Da es jedoch nicht das Anliegen meiner Fraktion ist, andere nur für ihr Nichtstun zu kritisieren, und uns die Problematik sehr am Herzen liegt, wollen wir die Initiative der Ministerin mit unserem heutigen Antrag unterstützen.

Ein erster wichtiger Schritt zur Stärkung lokaler Landwirtinnen und Landwirte sowie zur Sicherung der Eigentumsstreuung ist daher eine Bodenpreisbremse. Das heißt, dass die Genehmigung für Bodenverkäufe und Verpachtungen landwirtschaftlicher Nutzflächen zu versagen ist, wenn dabei die ortsüblichen Preise um mehr als 10 % überschritten werden. Damit kann auch das Prinzip des sogenannten Höchstgebotsverfahrens durchbrochen werden, und ansässige Landwirtinnen und Landwirte haben höhere Chancen auf den Erwerb von Boden.

Wie bereits gesagt, verfügen wir mit dem Grundstücksverkehrsgesetz, dem Landpachtverkehrsgesetz und dem Reichssiedlungsgesetz über durchaus strenge Regeln für den Bodenmarkt. Allerdings enthalten sie sehr viele Ausnahmetatbestände, und die Auslegung und Anwendung durch die Landkreise müssen im Vollzug landesweit einheitlich erfolgen. Dies ist durch die Landesregierung sicherzustellen. Dazu gehört auch, dass die Verantwortlichen in den Landkreisen regelmäßig entsprechend geschult werden. Dies erfordert zugleich die Erarbeitung einheitlicher Vollzugsleitlinien.

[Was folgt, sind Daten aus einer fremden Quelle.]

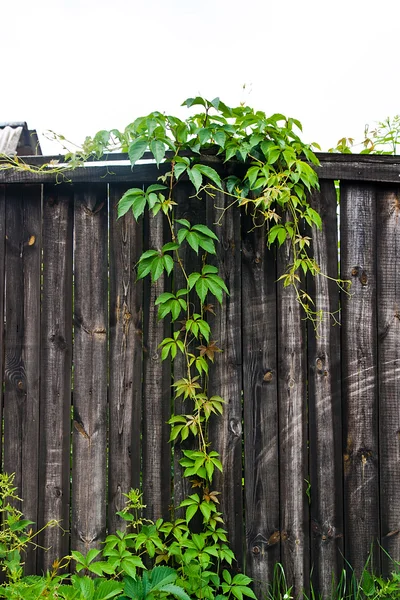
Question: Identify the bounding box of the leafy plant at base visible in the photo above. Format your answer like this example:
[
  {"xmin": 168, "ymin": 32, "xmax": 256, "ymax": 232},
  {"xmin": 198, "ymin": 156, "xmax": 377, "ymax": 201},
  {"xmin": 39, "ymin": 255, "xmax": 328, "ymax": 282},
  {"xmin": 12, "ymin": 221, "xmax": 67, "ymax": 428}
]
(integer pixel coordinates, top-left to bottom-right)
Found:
[
  {"xmin": 0, "ymin": 473, "xmax": 58, "ymax": 581},
  {"xmin": 3, "ymin": 97, "xmax": 350, "ymax": 600}
]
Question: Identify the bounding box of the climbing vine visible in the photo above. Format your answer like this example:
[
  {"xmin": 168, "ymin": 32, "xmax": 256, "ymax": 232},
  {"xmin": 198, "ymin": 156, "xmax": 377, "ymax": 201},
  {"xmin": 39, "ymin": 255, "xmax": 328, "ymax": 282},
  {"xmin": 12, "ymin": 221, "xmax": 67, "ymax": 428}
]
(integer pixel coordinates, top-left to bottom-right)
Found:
[{"xmin": 0, "ymin": 97, "xmax": 350, "ymax": 600}]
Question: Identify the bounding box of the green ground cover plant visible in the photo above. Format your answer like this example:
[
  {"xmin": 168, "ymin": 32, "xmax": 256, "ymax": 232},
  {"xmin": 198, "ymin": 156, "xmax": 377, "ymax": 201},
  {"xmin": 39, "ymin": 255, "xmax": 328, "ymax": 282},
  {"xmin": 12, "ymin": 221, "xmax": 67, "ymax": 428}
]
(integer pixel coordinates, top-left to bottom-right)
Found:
[{"xmin": 0, "ymin": 97, "xmax": 398, "ymax": 600}]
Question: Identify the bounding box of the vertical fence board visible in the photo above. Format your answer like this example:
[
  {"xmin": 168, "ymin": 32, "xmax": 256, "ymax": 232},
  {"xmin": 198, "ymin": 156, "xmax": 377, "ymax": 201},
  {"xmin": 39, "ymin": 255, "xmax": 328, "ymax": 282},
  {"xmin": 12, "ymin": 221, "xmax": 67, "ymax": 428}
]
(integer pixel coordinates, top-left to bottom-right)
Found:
[
  {"xmin": 142, "ymin": 213, "xmax": 172, "ymax": 521},
  {"xmin": 277, "ymin": 223, "xmax": 310, "ymax": 594},
  {"xmin": 173, "ymin": 182, "xmax": 206, "ymax": 521},
  {"xmin": 340, "ymin": 184, "xmax": 379, "ymax": 574},
  {"xmin": 242, "ymin": 215, "xmax": 280, "ymax": 597},
  {"xmin": 0, "ymin": 185, "xmax": 6, "ymax": 464},
  {"xmin": 38, "ymin": 186, "xmax": 73, "ymax": 571},
  {"xmin": 4, "ymin": 185, "xmax": 41, "ymax": 573},
  {"xmin": 72, "ymin": 185, "xmax": 108, "ymax": 552},
  {"xmin": 207, "ymin": 193, "xmax": 244, "ymax": 569},
  {"xmin": 307, "ymin": 181, "xmax": 343, "ymax": 598},
  {"xmin": 108, "ymin": 185, "xmax": 143, "ymax": 532},
  {"xmin": 376, "ymin": 187, "xmax": 400, "ymax": 575}
]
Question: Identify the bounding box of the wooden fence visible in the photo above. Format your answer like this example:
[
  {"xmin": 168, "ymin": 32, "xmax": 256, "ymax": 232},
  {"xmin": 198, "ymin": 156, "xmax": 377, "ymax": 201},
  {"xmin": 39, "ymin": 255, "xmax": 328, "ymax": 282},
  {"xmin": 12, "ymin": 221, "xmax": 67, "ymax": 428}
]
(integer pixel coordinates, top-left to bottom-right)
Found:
[{"xmin": 0, "ymin": 155, "xmax": 400, "ymax": 596}]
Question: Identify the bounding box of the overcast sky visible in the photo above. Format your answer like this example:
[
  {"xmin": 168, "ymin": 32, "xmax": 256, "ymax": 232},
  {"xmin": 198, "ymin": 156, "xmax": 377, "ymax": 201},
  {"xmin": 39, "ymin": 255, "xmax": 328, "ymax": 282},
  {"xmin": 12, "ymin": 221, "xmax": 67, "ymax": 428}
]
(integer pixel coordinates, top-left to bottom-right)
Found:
[{"xmin": 0, "ymin": 0, "xmax": 400, "ymax": 154}]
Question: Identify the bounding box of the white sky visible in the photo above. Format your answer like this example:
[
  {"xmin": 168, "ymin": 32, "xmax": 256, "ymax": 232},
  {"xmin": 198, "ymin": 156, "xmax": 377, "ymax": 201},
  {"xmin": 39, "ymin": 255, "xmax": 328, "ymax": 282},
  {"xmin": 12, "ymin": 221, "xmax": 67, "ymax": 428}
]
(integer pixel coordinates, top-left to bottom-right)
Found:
[{"xmin": 0, "ymin": 0, "xmax": 400, "ymax": 154}]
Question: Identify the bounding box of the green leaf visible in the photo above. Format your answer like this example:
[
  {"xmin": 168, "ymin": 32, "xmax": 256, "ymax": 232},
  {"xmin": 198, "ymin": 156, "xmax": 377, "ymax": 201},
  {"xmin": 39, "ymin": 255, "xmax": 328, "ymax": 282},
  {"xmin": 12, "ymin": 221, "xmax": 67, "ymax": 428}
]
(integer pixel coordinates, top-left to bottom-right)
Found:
[
  {"xmin": 188, "ymin": 273, "xmax": 201, "ymax": 290},
  {"xmin": 192, "ymin": 165, "xmax": 222, "ymax": 189},
  {"xmin": 150, "ymin": 256, "xmax": 165, "ymax": 281},
  {"xmin": 185, "ymin": 504, "xmax": 199, "ymax": 523},
  {"xmin": 198, "ymin": 236, "xmax": 216, "ymax": 254},
  {"xmin": 175, "ymin": 219, "xmax": 190, "ymax": 229},
  {"xmin": 181, "ymin": 96, "xmax": 206, "ymax": 108},
  {"xmin": 146, "ymin": 183, "xmax": 168, "ymax": 193},
  {"xmin": 307, "ymin": 206, "xmax": 322, "ymax": 229},
  {"xmin": 118, "ymin": 188, "xmax": 143, "ymax": 219},
  {"xmin": 201, "ymin": 265, "xmax": 218, "ymax": 275},
  {"xmin": 85, "ymin": 548, "xmax": 100, "ymax": 564},
  {"xmin": 93, "ymin": 580, "xmax": 122, "ymax": 600},
  {"xmin": 187, "ymin": 168, "xmax": 203, "ymax": 192},
  {"xmin": 160, "ymin": 583, "xmax": 190, "ymax": 600},
  {"xmin": 213, "ymin": 130, "xmax": 226, "ymax": 148},
  {"xmin": 186, "ymin": 231, "xmax": 199, "ymax": 254},
  {"xmin": 174, "ymin": 163, "xmax": 187, "ymax": 181},
  {"xmin": 128, "ymin": 138, "xmax": 148, "ymax": 166},
  {"xmin": 246, "ymin": 167, "xmax": 260, "ymax": 188},
  {"xmin": 150, "ymin": 140, "xmax": 165, "ymax": 167},
  {"xmin": 192, "ymin": 225, "xmax": 219, "ymax": 242},
  {"xmin": 196, "ymin": 277, "xmax": 208, "ymax": 304},
  {"xmin": 132, "ymin": 194, "xmax": 146, "ymax": 221},
  {"xmin": 163, "ymin": 254, "xmax": 174, "ymax": 275}
]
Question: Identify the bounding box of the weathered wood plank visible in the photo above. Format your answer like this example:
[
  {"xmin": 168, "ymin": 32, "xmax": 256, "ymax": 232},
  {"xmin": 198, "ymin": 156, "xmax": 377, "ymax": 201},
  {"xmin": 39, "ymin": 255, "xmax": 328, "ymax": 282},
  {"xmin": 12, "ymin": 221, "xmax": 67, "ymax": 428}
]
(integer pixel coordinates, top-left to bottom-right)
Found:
[
  {"xmin": 72, "ymin": 185, "xmax": 108, "ymax": 552},
  {"xmin": 4, "ymin": 185, "xmax": 41, "ymax": 573},
  {"xmin": 108, "ymin": 184, "xmax": 143, "ymax": 532},
  {"xmin": 340, "ymin": 183, "xmax": 379, "ymax": 574},
  {"xmin": 0, "ymin": 185, "xmax": 6, "ymax": 464},
  {"xmin": 207, "ymin": 193, "xmax": 244, "ymax": 570},
  {"xmin": 376, "ymin": 186, "xmax": 400, "ymax": 575},
  {"xmin": 307, "ymin": 181, "xmax": 343, "ymax": 598},
  {"xmin": 277, "ymin": 220, "xmax": 310, "ymax": 595},
  {"xmin": 242, "ymin": 215, "xmax": 281, "ymax": 597},
  {"xmin": 142, "ymin": 212, "xmax": 172, "ymax": 521},
  {"xmin": 38, "ymin": 186, "xmax": 73, "ymax": 572},
  {"xmin": 173, "ymin": 182, "xmax": 206, "ymax": 510}
]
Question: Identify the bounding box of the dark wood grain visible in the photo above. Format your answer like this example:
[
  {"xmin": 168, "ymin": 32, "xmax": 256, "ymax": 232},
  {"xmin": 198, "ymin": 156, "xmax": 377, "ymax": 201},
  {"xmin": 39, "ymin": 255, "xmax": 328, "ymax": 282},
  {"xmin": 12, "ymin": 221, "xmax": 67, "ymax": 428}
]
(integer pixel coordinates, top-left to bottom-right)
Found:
[
  {"xmin": 376, "ymin": 186, "xmax": 400, "ymax": 575},
  {"xmin": 307, "ymin": 181, "xmax": 343, "ymax": 597},
  {"xmin": 207, "ymin": 193, "xmax": 244, "ymax": 570},
  {"xmin": 277, "ymin": 219, "xmax": 310, "ymax": 595},
  {"xmin": 0, "ymin": 148, "xmax": 400, "ymax": 184},
  {"xmin": 0, "ymin": 185, "xmax": 6, "ymax": 464},
  {"xmin": 71, "ymin": 185, "xmax": 108, "ymax": 553},
  {"xmin": 108, "ymin": 184, "xmax": 143, "ymax": 532},
  {"xmin": 38, "ymin": 186, "xmax": 73, "ymax": 571},
  {"xmin": 242, "ymin": 215, "xmax": 281, "ymax": 597},
  {"xmin": 142, "ymin": 212, "xmax": 172, "ymax": 521},
  {"xmin": 4, "ymin": 186, "xmax": 41, "ymax": 573},
  {"xmin": 172, "ymin": 183, "xmax": 206, "ymax": 512},
  {"xmin": 340, "ymin": 183, "xmax": 379, "ymax": 575}
]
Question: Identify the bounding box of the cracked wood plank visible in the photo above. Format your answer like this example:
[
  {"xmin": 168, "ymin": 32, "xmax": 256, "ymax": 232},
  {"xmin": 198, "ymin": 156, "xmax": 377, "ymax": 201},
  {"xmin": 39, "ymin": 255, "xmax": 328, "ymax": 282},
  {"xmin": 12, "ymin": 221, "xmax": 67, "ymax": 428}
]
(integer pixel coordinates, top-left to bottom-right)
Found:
[
  {"xmin": 71, "ymin": 184, "xmax": 108, "ymax": 553},
  {"xmin": 4, "ymin": 185, "xmax": 41, "ymax": 574},
  {"xmin": 307, "ymin": 181, "xmax": 343, "ymax": 598},
  {"xmin": 242, "ymin": 214, "xmax": 281, "ymax": 597},
  {"xmin": 206, "ymin": 192, "xmax": 244, "ymax": 570},
  {"xmin": 38, "ymin": 186, "xmax": 73, "ymax": 572},
  {"xmin": 277, "ymin": 213, "xmax": 310, "ymax": 595},
  {"xmin": 340, "ymin": 183, "xmax": 379, "ymax": 576},
  {"xmin": 376, "ymin": 186, "xmax": 400, "ymax": 576},
  {"xmin": 108, "ymin": 184, "xmax": 143, "ymax": 533}
]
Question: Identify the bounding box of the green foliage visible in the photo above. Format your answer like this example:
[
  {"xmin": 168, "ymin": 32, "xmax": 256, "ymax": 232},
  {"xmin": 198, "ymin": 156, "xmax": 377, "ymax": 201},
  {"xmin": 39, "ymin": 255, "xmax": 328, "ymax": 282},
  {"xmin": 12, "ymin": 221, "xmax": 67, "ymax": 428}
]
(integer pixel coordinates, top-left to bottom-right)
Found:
[
  {"xmin": 329, "ymin": 115, "xmax": 400, "ymax": 155},
  {"xmin": 0, "ymin": 97, "xmax": 354, "ymax": 600}
]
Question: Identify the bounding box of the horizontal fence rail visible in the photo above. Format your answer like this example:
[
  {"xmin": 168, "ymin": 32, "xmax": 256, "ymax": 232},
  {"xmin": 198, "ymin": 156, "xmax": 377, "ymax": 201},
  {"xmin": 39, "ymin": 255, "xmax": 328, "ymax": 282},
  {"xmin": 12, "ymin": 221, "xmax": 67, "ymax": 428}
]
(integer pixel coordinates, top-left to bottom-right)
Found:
[{"xmin": 0, "ymin": 155, "xmax": 400, "ymax": 596}]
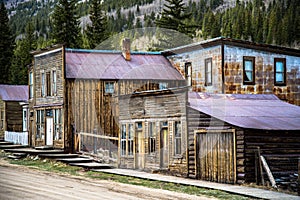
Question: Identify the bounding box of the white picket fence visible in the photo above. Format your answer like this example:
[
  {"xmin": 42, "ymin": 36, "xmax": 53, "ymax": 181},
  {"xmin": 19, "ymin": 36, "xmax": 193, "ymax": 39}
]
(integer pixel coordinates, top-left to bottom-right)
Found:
[{"xmin": 4, "ymin": 131, "xmax": 28, "ymax": 145}]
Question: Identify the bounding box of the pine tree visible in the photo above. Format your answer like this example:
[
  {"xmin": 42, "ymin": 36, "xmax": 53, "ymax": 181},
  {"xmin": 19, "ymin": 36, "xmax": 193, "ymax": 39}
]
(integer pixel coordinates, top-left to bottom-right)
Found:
[
  {"xmin": 87, "ymin": 0, "xmax": 108, "ymax": 49},
  {"xmin": 155, "ymin": 0, "xmax": 191, "ymax": 34},
  {"xmin": 0, "ymin": 1, "xmax": 14, "ymax": 83},
  {"xmin": 52, "ymin": 0, "xmax": 80, "ymax": 48},
  {"xmin": 10, "ymin": 22, "xmax": 36, "ymax": 85}
]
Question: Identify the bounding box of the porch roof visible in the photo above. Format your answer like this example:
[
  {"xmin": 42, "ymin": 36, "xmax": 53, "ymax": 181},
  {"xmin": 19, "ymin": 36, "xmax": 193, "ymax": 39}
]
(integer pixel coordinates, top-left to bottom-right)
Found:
[
  {"xmin": 65, "ymin": 49, "xmax": 184, "ymax": 80},
  {"xmin": 0, "ymin": 84, "xmax": 28, "ymax": 101},
  {"xmin": 188, "ymin": 92, "xmax": 300, "ymax": 130}
]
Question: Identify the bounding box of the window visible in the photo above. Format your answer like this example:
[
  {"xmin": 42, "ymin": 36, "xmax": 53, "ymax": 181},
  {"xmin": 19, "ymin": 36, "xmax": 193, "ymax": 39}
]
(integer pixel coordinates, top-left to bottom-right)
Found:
[
  {"xmin": 23, "ymin": 109, "xmax": 27, "ymax": 131},
  {"xmin": 54, "ymin": 109, "xmax": 62, "ymax": 140},
  {"xmin": 148, "ymin": 122, "xmax": 156, "ymax": 154},
  {"xmin": 274, "ymin": 58, "xmax": 286, "ymax": 85},
  {"xmin": 36, "ymin": 110, "xmax": 45, "ymax": 140},
  {"xmin": 185, "ymin": 62, "xmax": 192, "ymax": 86},
  {"xmin": 174, "ymin": 122, "xmax": 181, "ymax": 155},
  {"xmin": 205, "ymin": 58, "xmax": 212, "ymax": 86},
  {"xmin": 46, "ymin": 72, "xmax": 51, "ymax": 96},
  {"xmin": 41, "ymin": 73, "xmax": 46, "ymax": 97},
  {"xmin": 105, "ymin": 82, "xmax": 115, "ymax": 94},
  {"xmin": 243, "ymin": 56, "xmax": 255, "ymax": 85},
  {"xmin": 159, "ymin": 83, "xmax": 168, "ymax": 90},
  {"xmin": 128, "ymin": 124, "xmax": 134, "ymax": 156},
  {"xmin": 29, "ymin": 72, "xmax": 33, "ymax": 99},
  {"xmin": 52, "ymin": 71, "xmax": 57, "ymax": 96},
  {"xmin": 0, "ymin": 110, "xmax": 4, "ymax": 130},
  {"xmin": 121, "ymin": 124, "xmax": 126, "ymax": 156}
]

Des Weiteren ist die Transparenz der Verfahren wichtig, um Verwerfungen, wie sie sich in den letzten Jahren entwickelt haben, Einhalt zu gebieten. Dies setzt auch eine Vergleichbarkeit voraus. Als geeignetes Instrument sehen wir dabei öffentlich zugängliche Statistiken. Diese Maßnahmen sind übrigens auch nicht neu; denn diese und andere sind in den Handlungsoptionen der landwirtschaftlichen Bodenmarktpolitik der Bund-Länder-Arbeitsgruppe Bodenmarktpolitik vom Januar 2014 bereits enthalten.

Der Boden ist das wichtigste Produktionsmittel in der Landwirtschaft. Er muss für diese daher auch immer verfügbar und finanzierbar sein. Der Boden ist im Dorf bzw. in der ländlichen Struktur zu erhalten; er gehört nicht in die Hände von Spekulanten. - Danke schön.